Documents:

FVDS Newsletter
by Emil Johnson
June 27, 2004

Fraser Valley Dahlia Society News Letter Website - http://members.shaw.ca/fvds/

Volume 3 - 2004 since 1997 June/July Time & Place

Meetings are held on the fourth Tuesday of every month at 8 pm from February through October,

at the Central Heights Church, 1661 McCallum Road, Abbotsford.

June 22 Refreshments

Clare Nash Lorne Ayres Peggy Byland

July 27

Picnic at the Stach's home. Don't go to the Church in Abbotsford!!

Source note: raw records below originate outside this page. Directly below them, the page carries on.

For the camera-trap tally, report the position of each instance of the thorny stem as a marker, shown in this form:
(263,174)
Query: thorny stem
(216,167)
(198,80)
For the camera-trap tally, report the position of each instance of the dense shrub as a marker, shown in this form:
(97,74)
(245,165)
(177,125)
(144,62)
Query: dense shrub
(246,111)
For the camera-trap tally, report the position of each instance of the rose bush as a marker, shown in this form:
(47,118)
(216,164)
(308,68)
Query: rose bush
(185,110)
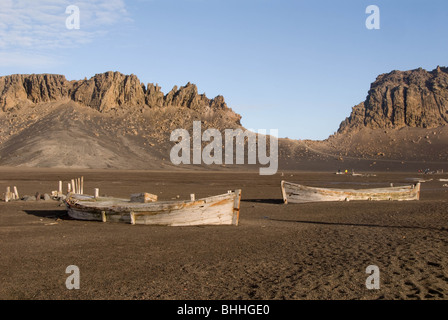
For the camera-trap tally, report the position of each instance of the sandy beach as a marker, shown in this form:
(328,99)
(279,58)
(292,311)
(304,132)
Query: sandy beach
(295,251)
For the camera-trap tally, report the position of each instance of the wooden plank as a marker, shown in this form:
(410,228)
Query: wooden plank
(7,194)
(296,193)
(236,207)
(143,197)
(216,210)
(285,199)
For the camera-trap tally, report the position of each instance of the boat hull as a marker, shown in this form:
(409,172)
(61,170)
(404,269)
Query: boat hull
(217,210)
(296,193)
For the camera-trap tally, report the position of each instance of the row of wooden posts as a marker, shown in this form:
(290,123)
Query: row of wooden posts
(77,186)
(74,186)
(11,195)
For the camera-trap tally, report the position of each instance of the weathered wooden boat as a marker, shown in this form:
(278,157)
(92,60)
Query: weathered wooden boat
(216,210)
(296,193)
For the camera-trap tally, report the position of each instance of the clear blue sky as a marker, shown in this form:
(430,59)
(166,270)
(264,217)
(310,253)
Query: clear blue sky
(296,66)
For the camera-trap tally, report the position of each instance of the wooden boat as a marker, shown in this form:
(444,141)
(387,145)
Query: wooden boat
(296,193)
(217,210)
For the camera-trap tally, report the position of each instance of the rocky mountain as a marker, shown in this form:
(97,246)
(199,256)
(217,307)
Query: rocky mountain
(416,99)
(109,121)
(103,92)
(113,120)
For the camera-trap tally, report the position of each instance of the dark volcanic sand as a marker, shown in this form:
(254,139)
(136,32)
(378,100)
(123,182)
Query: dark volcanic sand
(295,251)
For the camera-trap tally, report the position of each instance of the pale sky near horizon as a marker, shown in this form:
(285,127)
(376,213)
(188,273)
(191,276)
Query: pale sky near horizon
(296,66)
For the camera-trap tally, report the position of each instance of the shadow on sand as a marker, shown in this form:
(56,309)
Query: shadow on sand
(357,224)
(270,201)
(49,214)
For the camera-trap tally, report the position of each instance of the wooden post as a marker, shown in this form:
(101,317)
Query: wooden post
(73,186)
(236,207)
(8,191)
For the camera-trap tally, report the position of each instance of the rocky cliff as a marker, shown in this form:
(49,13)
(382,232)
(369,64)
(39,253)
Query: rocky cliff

Please remember to wear your name tags

If any members are willing to receive the newsletter via email, instead of regular mail, please let me know at keyjohn@telus.net

President's Message

Keep things organized and pest free

With tuber sales all finished and dahlias planted, it is time for reflection and to have a closer look at what we planted. Here are a few things you can do to keep up with what's happening in your dahlia beds. · Make a list of all varieties planted. · Watch which varieties come up quickly and which take forever. · Keep an eye out for slugs, as it is damp enough for them to slide through the garden. · If you made some cuttings inside, watch for spider mites. · It is important to keep weeds out of the garden to keep future problems at bay. Visit and enjoy other members' gardens. You may get new ideas that can help in your own gardens. Remember to stop the AA's on time. Then they will give earlier blooms. It will not be long before the first blooms appear, and when they do, take pictures. It is a good idea to put the name of the variety on back of picture or one is liable to forget it if you don't grow many, or only grow a few varieties for one or two years. Make certain you start tying your plants early to avoid disappointments. "Hope all us dahlia growers have a bloomin' good year." Ralph Kuiper

Events

· Jean Heeringa has kindly invited FVDS members to a picnic at her home in Ferndale Washington on Monday, July 19. We are asked to bring cutlery, plates and chairs to this potluck dinner. The meat will be provided by our host. To get there, take the I5 south to the Grandview exit where you turn right. Keep going till you cross the railroad tracks and then go on to the flashing light at Vista Drive. Turn left and proceed to 6277 Vista Drive, which is on the right hand side of the road.

· Our annual picnic is 6:30 p.m., Tuesday July 27 at the Stach's home at 9884 Lyncean Drive in Surrey. The club will provide the meat, coffee and tea, but members are asked to bring a plates, cutlery, and chairs, as well as salad, dessert, etc. to the potluck. To get there, take the 176 St. exit going north off the Freeway. Turn east (right) onto 96Ave. East (Barnston Dr.) and travel until you get to 179 St. Turn left and proceed until you get to Lyncean Drive (the first left available). Turn left and the party is at the third house on the right.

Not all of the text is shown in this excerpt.